Ever fashionably late, I first caught Spring about a week ago as of the time I write this, making me the old lady that’s officially out of the loop with what the cool kids are doing. The film definitely lived up to the hype, crafting a love story about acceptance and endurance in a pair that barely knew each other, yet felt an extraordinary connection that developed into devotion and acceptance of the self no matter how literally ugly and dangerous it gets. One of the striking pieces of this film was the notion of maternal sacrifice, or rather, how life for the mother ends when the child is allowed to be carried to term.
Louise (Nadia Hilker) explains her odd condition to Evan (Lou Taylor Pucci) after he witnesses her transformation into an octopus-like creature: every 20 years, she must get pregnant and use the cells generated from the embryo to continue her life cycle. The new genetic material is incorporated into her body, essentially making Louise an incarnation of a child she would have borne to a sex partner had she carried the child to term. Louise is thus able to keep her body from devolving into more primal life forms by consuming the resources of her child – she’s effectively robbing the cradle to create her own fountain of youth by usurping the reproductive cycle for herself. This action has caused her to continue living for 2000 years, making her genetic makeup the total of approximately 100 sex partners to stave off death. Along the way, she tells Evan of her exploits, ranging from surviving the Black Death to the Renaissance to genetic research in modern day Italy and France. Louise has seen some cowboys, and she takes glee in her experiences (though not the housekeeping aspect of willing herself property, which she calls “a fucking nightmare”).

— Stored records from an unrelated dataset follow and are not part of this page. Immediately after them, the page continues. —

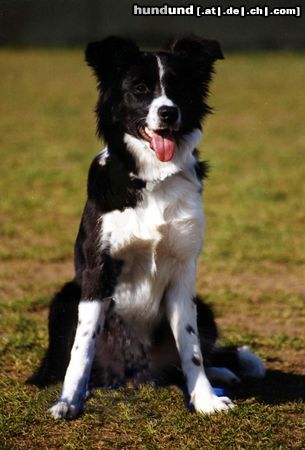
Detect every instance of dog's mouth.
[139,126,176,162]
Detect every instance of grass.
[0,50,305,449]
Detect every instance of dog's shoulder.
[87,147,145,213]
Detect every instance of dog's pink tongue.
[150,132,176,162]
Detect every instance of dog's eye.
[133,83,149,95]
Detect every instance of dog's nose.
[158,106,179,125]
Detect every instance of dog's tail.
[197,298,266,384]
[27,281,81,387]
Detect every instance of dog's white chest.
[102,174,203,320]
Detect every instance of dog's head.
[86,36,223,162]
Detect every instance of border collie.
[31,36,265,419]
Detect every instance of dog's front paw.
[191,393,235,414]
[49,400,82,420]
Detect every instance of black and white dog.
[32,36,265,419]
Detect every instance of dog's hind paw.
[49,401,82,420]
[191,394,235,414]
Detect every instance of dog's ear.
[169,35,224,64]
[85,36,140,86]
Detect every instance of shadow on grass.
[234,370,305,405]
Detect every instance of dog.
[31,36,265,419]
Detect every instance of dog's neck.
[124,129,202,182]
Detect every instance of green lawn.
[0,50,305,450]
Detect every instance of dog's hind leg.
[27,281,80,387]
[49,300,106,419]
[166,262,233,413]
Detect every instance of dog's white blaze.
[156,56,165,95]
[146,56,181,130]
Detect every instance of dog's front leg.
[49,300,105,419]
[166,262,233,413]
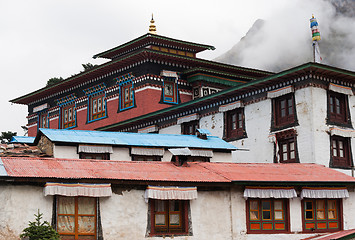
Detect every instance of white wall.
[0,185,355,240]
[110,147,131,161]
[0,185,53,240]
[53,144,79,159]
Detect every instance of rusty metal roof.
[34,128,237,150]
[0,157,355,185]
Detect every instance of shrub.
[20,209,60,240]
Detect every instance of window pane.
[57,216,75,233]
[306,211,313,219]
[290,142,295,151]
[263,211,271,219]
[155,214,165,225]
[78,197,96,215]
[306,202,313,210]
[58,197,75,214]
[275,211,283,220]
[250,211,259,220]
[155,200,165,212]
[169,214,180,225]
[250,201,259,210]
[78,216,95,233]
[169,200,180,212]
[92,99,97,113]
[274,201,282,210]
[262,201,271,210]
[97,98,101,112]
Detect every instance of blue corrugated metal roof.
[10,136,35,144]
[35,128,237,150]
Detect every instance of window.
[328,91,349,124]
[39,112,49,128]
[226,108,245,139]
[119,81,134,111]
[247,198,289,233]
[79,152,110,160]
[181,120,199,135]
[61,105,76,128]
[150,199,188,235]
[279,138,296,163]
[132,155,161,161]
[89,95,106,121]
[163,77,178,103]
[274,93,296,127]
[275,129,299,163]
[302,199,342,232]
[57,196,97,240]
[330,136,352,168]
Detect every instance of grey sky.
[0,0,334,135]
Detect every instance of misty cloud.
[215,0,355,72]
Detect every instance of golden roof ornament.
[149,14,157,34]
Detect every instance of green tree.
[46,77,64,87]
[20,209,60,240]
[0,131,17,143]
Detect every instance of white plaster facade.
[159,86,355,175]
[0,185,355,240]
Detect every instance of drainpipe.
[229,187,234,240]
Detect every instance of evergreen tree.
[20,209,60,240]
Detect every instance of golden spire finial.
[149,13,157,34]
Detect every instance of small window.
[328,91,350,125]
[61,104,76,129]
[302,199,342,233]
[330,136,352,168]
[163,77,178,103]
[132,155,161,161]
[150,199,188,235]
[39,112,49,128]
[57,196,97,240]
[119,81,134,111]
[181,120,199,135]
[273,93,296,128]
[89,95,106,122]
[275,130,299,163]
[247,198,289,233]
[79,153,110,160]
[226,108,245,139]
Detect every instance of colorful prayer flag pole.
[309,14,322,63]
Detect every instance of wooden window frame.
[149,199,189,236]
[181,120,200,135]
[61,104,76,129]
[273,93,296,128]
[246,198,290,234]
[56,196,98,239]
[119,82,134,111]
[163,79,179,104]
[79,152,110,160]
[38,112,49,128]
[302,198,343,233]
[88,94,107,122]
[278,137,297,163]
[132,155,161,162]
[225,108,246,140]
[330,136,353,168]
[328,91,351,126]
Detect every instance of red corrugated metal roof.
[201,163,355,182]
[303,229,355,240]
[0,157,355,184]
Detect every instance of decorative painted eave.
[10,48,270,104]
[93,33,215,59]
[96,62,355,131]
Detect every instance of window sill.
[223,133,248,142]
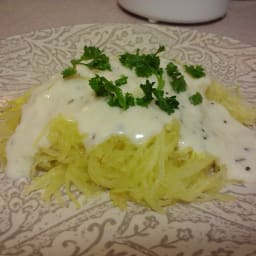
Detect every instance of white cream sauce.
[6,60,256,182]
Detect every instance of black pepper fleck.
[235,157,245,162]
[245,166,251,171]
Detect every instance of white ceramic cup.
[118,0,230,23]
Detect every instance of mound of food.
[0,46,256,211]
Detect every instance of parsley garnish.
[184,65,205,78]
[119,46,165,89]
[62,46,111,78]
[89,75,179,115]
[89,75,135,109]
[115,75,128,86]
[166,62,187,93]
[136,80,155,107]
[189,92,203,105]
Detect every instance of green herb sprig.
[89,75,179,114]
[119,46,165,89]
[189,92,203,106]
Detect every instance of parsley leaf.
[89,75,135,109]
[89,75,110,97]
[119,46,165,88]
[136,80,155,107]
[166,62,187,93]
[62,67,76,78]
[189,92,203,105]
[153,88,179,115]
[62,46,111,78]
[184,65,205,78]
[115,75,128,86]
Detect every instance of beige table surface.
[0,0,256,45]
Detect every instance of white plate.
[0,24,256,256]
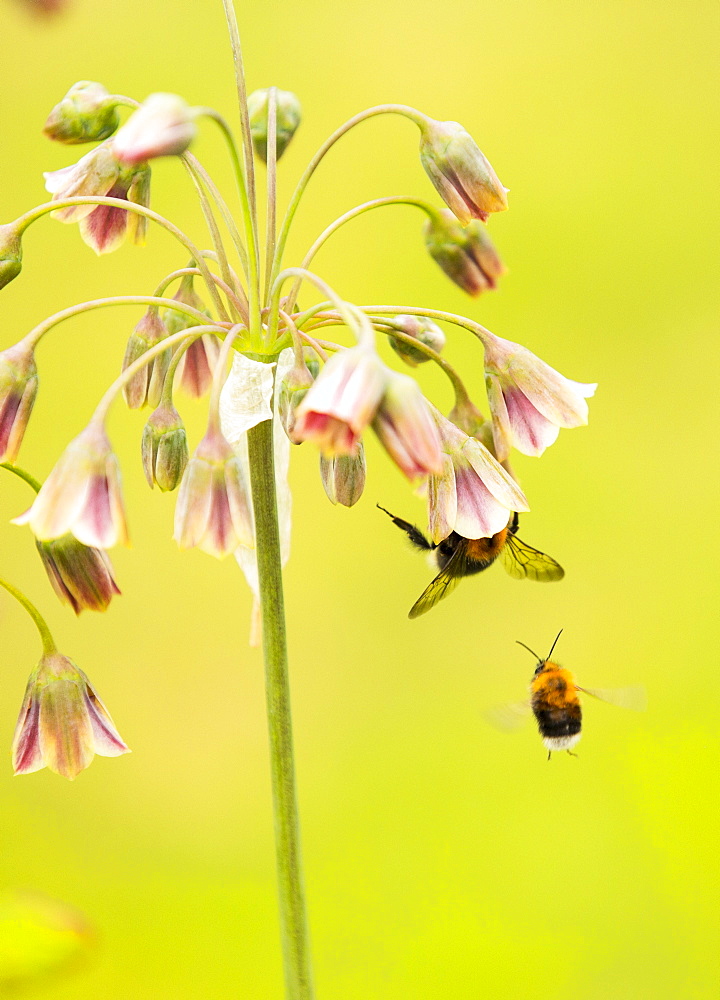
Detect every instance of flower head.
[248,89,302,161]
[293,344,389,456]
[484,336,597,461]
[12,652,130,781]
[420,119,507,225]
[427,411,529,542]
[0,222,22,288]
[425,208,505,296]
[13,422,127,549]
[0,341,38,462]
[43,80,120,145]
[173,425,255,559]
[142,403,188,492]
[35,535,120,615]
[390,315,445,368]
[113,93,197,166]
[373,372,443,480]
[45,141,150,254]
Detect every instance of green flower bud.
[248,88,302,163]
[0,222,22,288]
[43,80,120,145]
[390,316,445,368]
[142,405,189,493]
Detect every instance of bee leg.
[375,503,437,551]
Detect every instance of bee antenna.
[515,639,540,663]
[547,629,563,660]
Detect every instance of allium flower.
[43,80,120,145]
[173,426,255,559]
[12,652,130,781]
[0,341,38,462]
[113,93,197,166]
[13,423,128,549]
[45,141,150,254]
[425,209,506,296]
[484,336,597,461]
[420,119,507,225]
[35,535,120,615]
[248,89,302,161]
[427,411,529,542]
[293,345,389,457]
[0,222,22,288]
[372,372,443,480]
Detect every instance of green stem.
[268,105,429,292]
[0,462,42,493]
[0,577,57,656]
[248,420,314,1000]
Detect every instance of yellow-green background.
[0,0,720,1000]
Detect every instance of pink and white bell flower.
[45,140,150,254]
[483,334,597,461]
[427,411,530,542]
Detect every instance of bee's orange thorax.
[530,660,580,708]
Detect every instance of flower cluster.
[0,56,595,778]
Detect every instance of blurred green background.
[0,0,720,1000]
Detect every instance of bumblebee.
[377,504,565,618]
[512,629,645,760]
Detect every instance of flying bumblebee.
[488,629,645,760]
[377,504,565,618]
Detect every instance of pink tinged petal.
[85,684,131,757]
[455,464,508,538]
[39,678,95,781]
[427,455,457,543]
[12,692,45,774]
[462,438,530,512]
[505,389,560,456]
[485,375,512,462]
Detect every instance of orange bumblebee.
[377,504,565,618]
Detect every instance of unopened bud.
[43,80,120,145]
[122,306,170,410]
[142,405,189,492]
[390,316,445,368]
[0,341,38,462]
[112,93,197,166]
[0,222,22,288]
[248,88,302,162]
[425,209,506,296]
[420,118,507,225]
[320,441,366,507]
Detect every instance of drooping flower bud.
[425,209,506,296]
[320,441,367,507]
[163,274,219,399]
[35,535,120,615]
[390,315,445,368]
[373,372,443,480]
[12,652,130,781]
[0,341,38,462]
[293,345,390,457]
[12,422,128,549]
[484,335,597,461]
[122,306,171,410]
[248,88,302,162]
[173,427,255,559]
[142,404,189,493]
[43,80,120,145]
[0,222,22,288]
[113,93,197,166]
[420,118,507,224]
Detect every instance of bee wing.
[575,684,647,712]
[500,534,565,582]
[408,545,467,618]
[482,701,531,733]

The way that she can break this cycle is equally as telling as the tales Louise recounts: if she falls in love, the cycle will stop absorbing the embryo’s stem cells, she will continue the pregnancy, and lose her immortality. This mutation didn’t begin with her: as she shows Evan the ruins of Pompeii, she points out her mother, father and little brother, all of whom perished in the volcanic eruption; when asked how she managed to get away in time, she explains that she didn’t, and had in fact inherited the condition from her own mother, who chose a life with her father over immortality. Once her pregnancy is revealed to Evan, their conversations are interspersed with various references to impending parenthood, including her asking him if he’s ready to become a father, and his jokes that being with her is a bit incestuous given her body processes. Louise even makes a few comments regarding growing large with a pregnancy, which she nearly deems as monstrous as her condition itself.

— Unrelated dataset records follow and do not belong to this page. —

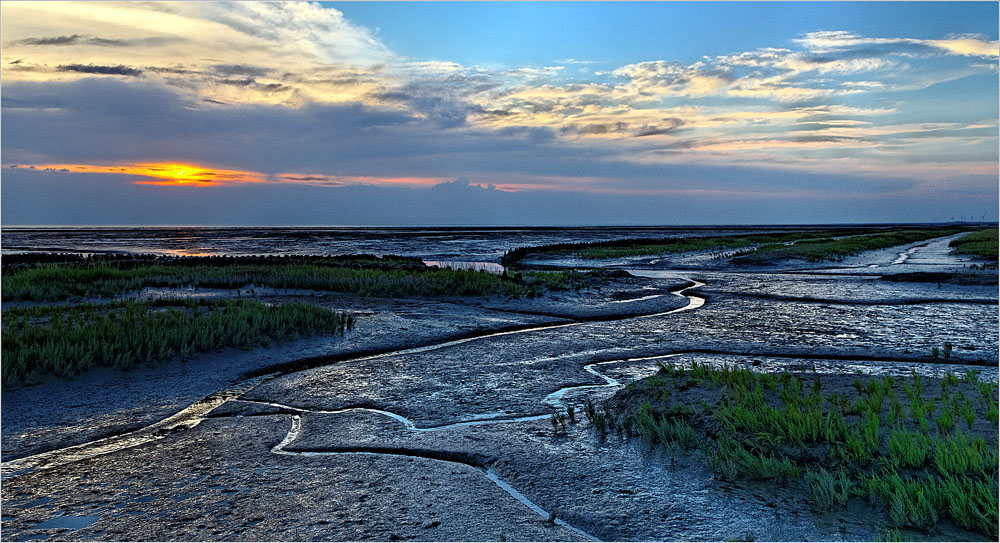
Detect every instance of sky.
[0,1,1000,226]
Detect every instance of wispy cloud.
[0,2,998,198]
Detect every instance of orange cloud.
[22,162,267,187]
[5,162,451,187]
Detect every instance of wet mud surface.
[2,236,998,541]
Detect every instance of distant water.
[0,226,884,262]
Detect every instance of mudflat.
[2,234,998,541]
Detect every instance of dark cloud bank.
[0,77,997,225]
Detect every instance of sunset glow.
[18,162,265,187]
[0,1,1000,224]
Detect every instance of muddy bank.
[3,235,998,541]
[2,278,687,461]
[2,295,557,461]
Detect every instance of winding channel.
[0,280,705,541]
[0,280,705,479]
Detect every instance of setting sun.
[23,162,265,187]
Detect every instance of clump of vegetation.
[737,227,960,262]
[2,299,354,384]
[948,228,1000,263]
[608,362,998,538]
[2,255,613,301]
[2,261,529,301]
[502,227,961,267]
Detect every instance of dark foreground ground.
[2,232,998,541]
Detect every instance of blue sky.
[332,2,997,66]
[0,2,1000,225]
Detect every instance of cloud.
[795,30,1000,58]
[0,3,996,223]
[7,34,171,47]
[56,64,142,77]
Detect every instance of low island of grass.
[948,228,1000,264]
[585,363,998,541]
[503,226,962,267]
[2,255,601,301]
[0,299,354,385]
[2,254,612,385]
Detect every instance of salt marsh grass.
[612,362,998,538]
[2,300,354,384]
[503,227,961,267]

These pieces point to a woman that equates having a baby with giving up her life entirely. As a mutant that syphons off her own young, Louise not only gets to keep living, but she really lives – she has learned more languages than she can remember, she has homes in various European cities, she’s traveled the globe, and she has a spiritual understanding that many would kill for. She’s been an artist’s muse and has learned various trades. Louise is a woman that has seen and done things because she uses the process of conceiving to her advantage without having to raise her progeny. If she gives this up – by falling in love and carrying the embryo to term – then she lives a mortal life and dies. Right there, this is the struggle faced by so many women in the world: do I keep working and experience life, or do I stop everything and procreate? In one of nature’s cruel moments, women are given only a finite amount of time to bear children – this isn’t Evan that has to choose extending his life over having a baby. Socially – in many locations throughout the globe, though the Scandinavian countries are certainly turning this notion on its head – the expectation is that the mother does the bulk of the heavy lifting with raising children. After all, she’s the mother – she will carry the baby, and she’s hard-wired to want to nurse it and protect it. By snatching away the life force for herself, she’s able to extend her own life with possibilities for new experiences. By delaying becoming mother, she’s able to grow in ways many of us can only dream.

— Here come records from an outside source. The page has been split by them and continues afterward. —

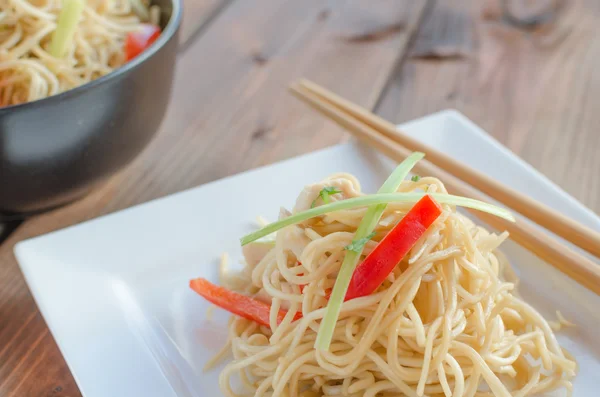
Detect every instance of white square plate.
[15,111,600,397]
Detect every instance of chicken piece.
[294,174,362,213]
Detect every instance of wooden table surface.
[0,0,600,397]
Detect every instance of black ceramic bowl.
[0,0,182,220]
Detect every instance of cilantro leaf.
[310,186,342,208]
[344,232,375,253]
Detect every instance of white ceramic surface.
[15,111,600,397]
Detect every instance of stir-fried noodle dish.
[0,0,160,107]
[190,153,577,397]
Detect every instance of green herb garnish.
[310,186,342,208]
[49,0,85,58]
[344,232,376,254]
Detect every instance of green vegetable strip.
[315,152,425,350]
[240,193,515,245]
[49,0,84,58]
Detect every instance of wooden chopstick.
[300,80,600,257]
[290,84,600,295]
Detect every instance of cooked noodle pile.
[0,0,158,106]
[210,174,577,397]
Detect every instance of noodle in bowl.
[207,174,577,397]
[0,0,182,213]
[0,0,159,107]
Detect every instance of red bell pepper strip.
[345,196,442,301]
[125,23,160,62]
[190,278,302,327]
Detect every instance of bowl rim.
[0,0,183,116]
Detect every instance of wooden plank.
[179,0,232,48]
[378,0,600,212]
[0,0,426,397]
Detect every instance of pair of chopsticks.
[290,80,600,295]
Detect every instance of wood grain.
[377,0,600,212]
[0,0,427,397]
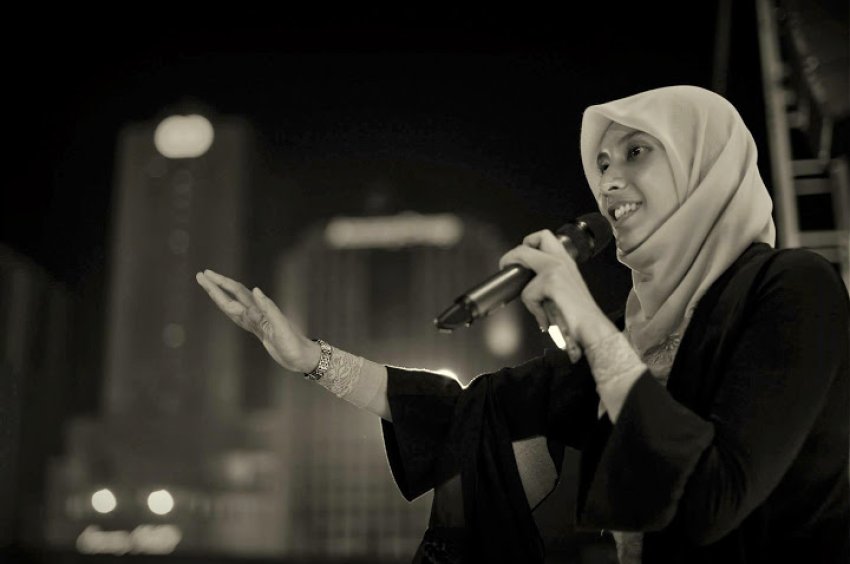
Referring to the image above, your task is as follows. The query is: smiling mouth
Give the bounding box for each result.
[608,202,643,223]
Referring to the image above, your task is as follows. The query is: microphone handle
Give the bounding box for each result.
[434,234,580,332]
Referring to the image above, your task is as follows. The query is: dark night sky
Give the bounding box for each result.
[0,2,767,410]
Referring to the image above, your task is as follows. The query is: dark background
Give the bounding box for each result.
[0,2,769,412]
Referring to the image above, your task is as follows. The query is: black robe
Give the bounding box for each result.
[382,244,850,564]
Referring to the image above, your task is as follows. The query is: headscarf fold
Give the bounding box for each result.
[580,86,776,355]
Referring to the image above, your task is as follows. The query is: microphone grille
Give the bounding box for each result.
[557,212,613,263]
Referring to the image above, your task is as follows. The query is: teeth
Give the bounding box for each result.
[614,202,640,219]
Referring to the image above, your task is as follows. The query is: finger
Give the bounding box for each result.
[537,229,572,259]
[195,272,238,313]
[520,284,550,333]
[204,269,255,308]
[499,245,556,272]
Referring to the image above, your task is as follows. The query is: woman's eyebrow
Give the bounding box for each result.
[596,129,646,164]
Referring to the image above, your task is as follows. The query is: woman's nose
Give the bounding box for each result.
[600,174,626,194]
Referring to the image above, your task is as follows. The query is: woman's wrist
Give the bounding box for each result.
[576,312,620,350]
[297,339,322,374]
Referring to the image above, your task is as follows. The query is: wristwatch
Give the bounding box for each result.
[304,339,334,380]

On the surface, this is a pretty depressing theme, but – and with me, there’s always a but – the that’s not the end of it. Louise may essentially cannibalize her children for spare parts on the genetic level, but this process lends itself to a greater point of maternity. The unique position of Louise demonstrates that, when given the chance to fully choose her time of readiness, she ultimately accepts the role of mother and therefore Evan. By not forcing her to have the child, she’s able to live the life she wants before she addresses her own mortality through reproduction. And really, isn’t the right timing – the right person, the right amount of life experience, the right conditions – the most ideal aspect to embracing the role of parent?